[PATCH v2 0/9] support ksm_stat showing at cgroup level

xu.xin16@zte.com.cn posted 9 patches 9 months, 1 week ago
Documentation/admin-guide/cgroup-v1/memory.rst | 36 +++++++++++
Documentation/admin-guide/cgroup-v2.rst        | 12 ++++
include/linux/memcontrol.h                     | 14 +++++
mm/memcontrol-v1.c                             |  6 ++
mm/memcontrol.c                                | 83 +++++++++++++++++++++++++-
mm/oom_kill.c                                  |  6 +-
6 files changed, 152 insertions(+), 5 deletions(-)
[PATCH v2 0/9] support ksm_stat showing at cgroup level
Posted by xu.xin16@zte.com.cn 9 months, 1 week ago
From: xu xin <xu.xin16@zte.com.cn>

With the enablement of container-level KSM (e.g., via prctl [1]), there is
a growing demand for container-level observability of KSM behavior. However,
current cgroup implementations lack support for exposing KSM-related
metrics.

This patch introduces a new interface named ksm_stat
at the cgroup hierarchy level, enabling users to monitor KSM merging
statistics specifically for containers where this feature has been
activated, eliminating the need to manually inspect KSM information for
each individual process within the cgroup.
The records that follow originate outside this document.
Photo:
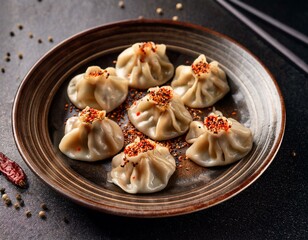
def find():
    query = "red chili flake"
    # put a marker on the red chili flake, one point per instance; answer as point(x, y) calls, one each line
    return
point(138, 147)
point(12, 171)
point(145, 49)
point(216, 123)
point(89, 115)
point(162, 96)
point(200, 67)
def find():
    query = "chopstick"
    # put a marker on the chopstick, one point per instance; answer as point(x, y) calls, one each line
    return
point(263, 34)
point(294, 33)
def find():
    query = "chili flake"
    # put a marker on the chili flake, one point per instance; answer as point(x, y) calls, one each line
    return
point(161, 96)
point(200, 67)
point(89, 115)
point(216, 123)
point(142, 146)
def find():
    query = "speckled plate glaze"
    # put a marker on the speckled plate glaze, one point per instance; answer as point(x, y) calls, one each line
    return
point(39, 115)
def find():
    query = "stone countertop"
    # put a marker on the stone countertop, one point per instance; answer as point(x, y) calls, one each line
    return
point(274, 207)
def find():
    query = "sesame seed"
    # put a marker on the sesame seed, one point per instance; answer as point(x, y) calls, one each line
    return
point(159, 11)
point(179, 6)
point(42, 214)
point(121, 4)
point(50, 39)
point(175, 18)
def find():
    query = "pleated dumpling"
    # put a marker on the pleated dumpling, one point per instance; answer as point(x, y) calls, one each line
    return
point(161, 115)
point(200, 85)
point(91, 136)
point(98, 88)
point(220, 141)
point(143, 167)
point(145, 65)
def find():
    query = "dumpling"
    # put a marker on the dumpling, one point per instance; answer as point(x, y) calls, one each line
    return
point(160, 114)
point(145, 65)
point(98, 88)
point(91, 136)
point(143, 167)
point(220, 142)
point(200, 85)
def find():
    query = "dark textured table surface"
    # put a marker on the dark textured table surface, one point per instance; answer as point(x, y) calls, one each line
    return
point(274, 207)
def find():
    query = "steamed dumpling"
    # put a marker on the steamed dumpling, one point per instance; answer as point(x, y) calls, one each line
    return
point(220, 141)
point(98, 88)
point(91, 136)
point(145, 65)
point(143, 167)
point(160, 114)
point(200, 85)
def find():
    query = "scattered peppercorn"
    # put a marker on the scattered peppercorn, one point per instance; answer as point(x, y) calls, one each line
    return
point(18, 197)
point(179, 6)
point(44, 206)
point(7, 202)
point(175, 18)
point(28, 213)
point(50, 39)
point(66, 220)
point(121, 4)
point(42, 214)
point(21, 203)
point(159, 11)
point(17, 206)
point(5, 196)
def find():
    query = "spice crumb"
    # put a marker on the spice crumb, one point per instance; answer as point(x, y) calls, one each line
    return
point(7, 202)
point(21, 203)
point(28, 213)
point(18, 197)
point(50, 39)
point(121, 4)
point(44, 206)
point(66, 220)
point(17, 206)
point(179, 6)
point(159, 11)
point(5, 196)
point(42, 214)
point(175, 18)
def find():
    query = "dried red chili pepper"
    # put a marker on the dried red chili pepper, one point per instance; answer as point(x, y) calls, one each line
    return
point(12, 171)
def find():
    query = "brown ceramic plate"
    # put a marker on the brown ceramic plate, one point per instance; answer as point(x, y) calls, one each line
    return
point(39, 115)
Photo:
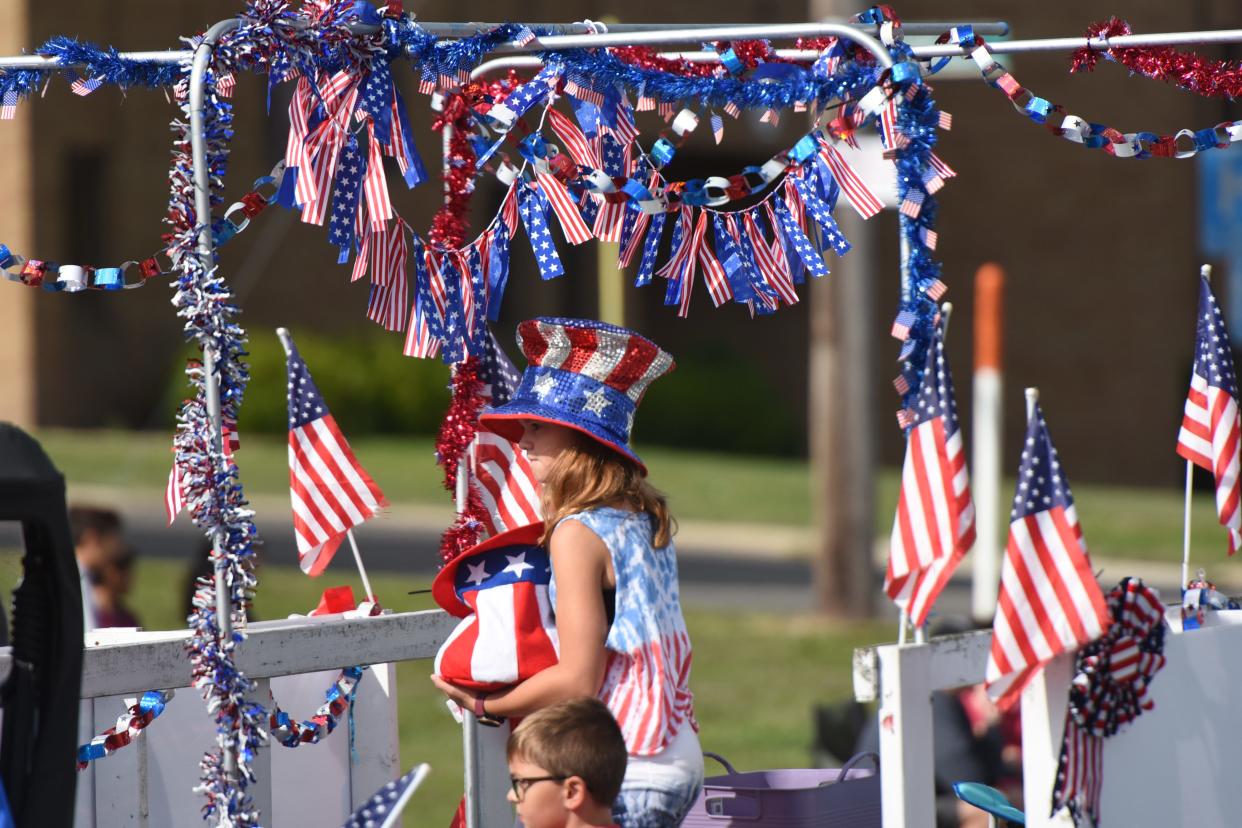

Users can obtain the KSM information of a cgroup just by:

# cat /sys/fs/cgroup/memory.ksm_stat
ksm_rmap_items 76800
ksm_zero_pages 0
ksm_merging_pages 76800
ksm_process_profit 309657600

Current implementation supports both cgroup v2 and cgroup v1.

xu xin (9):
  memcontrol: rename mem_cgroup_scan_tasks()
  memcontrol: introduce the new mem_cgroup_scan_tasks()
  memcontrol: introduce ksm_stat at memcg-v2
  memcontrol: add ksm_zero_pages in cgroup/memory.ksm_stat
  memcontrol: add ksm_merging_pages in cgroup/memory.ksm_stat
  memcontrol: add ksm_profit in cgroup/memory.ksm_stat
  memcontrol-v1: add ksm_stat at memcg-v1
  Documentation: add ksm_stat description in cgroup-v1/memory.rst
  Documentation: add ksm_stat description in cgroup-v2.rst

 Documentation/admin-guide/cgroup-v1/memory.rst | 36 +++++++++++
 Documentation/admin-guide/cgroup-v2.rst        | 12 ++++
 include/linux/memcontrol.h                     | 14 +++++
 mm/memcontrol-v1.c                             |  6 ++
 mm/memcontrol.c                                | 83 +++++++++++++++++++++++++-
 mm/oom_kill.c                                  |  6 +-
 6 files changed, 152 insertions(+), 5 deletions(-)

-- 
2.15.2
Re: [PATCH v2 0/9] support ksm_stat showing at cgroup level
Posted by Andrew Morton 9 months, 1 week ago
On Thu, 1 May 2025 12:08:54 +0800 (CST) <xu.xin16@zte.com.cn> wrote:

> With the enablement of container-level KSM (e.g., via prctl [1]), there is
> a growing demand for container-level observability of KSM behavior. However,
> current cgroup implementations lack support for exposing KSM-related
> metrics.
> 
> This patch introduces a new interface named ksm_stat
> at the cgroup hierarchy level, enabling users to monitor KSM merging
> statistics specifically for containers where this feature has been
> activated, eliminating the need to manually inspect KSM information for
> each individual process within the cgroup.

Well, you didn't cc any of the memcg maintainers!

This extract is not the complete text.